Good news for your butt! Research published in the Annals of Internal Medicine suggests that if your first colonoscopy comes back negative, you can opt for less invasive testing in the future without increasing your risk of colon cancer.
Researchers fed data from the National Cancer Institute’s database of colon cancer patients into a computer simulation to see how three different testing procedures—stool samples, CT scans, or standard colonoscopies—would spot colon cancer in a 60-year-old who previously tested negative for cancer with a colonoscopy at age 50. After running the model, researchers found that stool sample testing and CT scans were just as effective at spotting cancer as the more invasive colonoscopies.
So can you kiss the laxatives goodbye? It depends on your risk factors, like family history of the disease or diabetes, says Anthony Kalloo, M.D., Director of Gastroenterology and Hepatology at The Johns Hopkins Hospital. (Look out for 9 Colon Cancer Symptoms You Can’t Ignore.)

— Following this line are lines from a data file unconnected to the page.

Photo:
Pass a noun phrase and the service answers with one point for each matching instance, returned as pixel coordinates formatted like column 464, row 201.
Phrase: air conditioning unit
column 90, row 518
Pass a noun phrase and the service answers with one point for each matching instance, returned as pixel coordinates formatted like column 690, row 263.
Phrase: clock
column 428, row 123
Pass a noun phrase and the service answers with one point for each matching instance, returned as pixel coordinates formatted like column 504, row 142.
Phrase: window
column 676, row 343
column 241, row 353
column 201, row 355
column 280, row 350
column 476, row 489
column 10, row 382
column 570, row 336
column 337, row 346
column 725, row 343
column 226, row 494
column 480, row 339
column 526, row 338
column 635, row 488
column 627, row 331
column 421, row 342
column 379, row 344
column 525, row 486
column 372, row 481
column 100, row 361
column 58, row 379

“A simulation is only as good as the data you feed it,” Dr. Kalloo says. And since the researchers only simulated for a man without risk factors, there’s no way of knowing how the non-invasive testing would compare in someone with a family history of colon cancer until someone runs that simulation, he says.
Your move: If the disease runs in your family or you show any risk factors—like a high-fat, low-fiber diet, or a history of smoking—stick with a colonoscopy every 10 years after age 50, says Dr. Kalloo. (You might need one earlier, too—click here to find out When You Need a Colonoscopy.) If not, ask your doctor about stool sample testing, a yearly test you can do at home and then send into a laboratory for analysis. It’s also a better option than CT scans, which can lead to unnecessary follow-up testing, Dr. Kalloo says.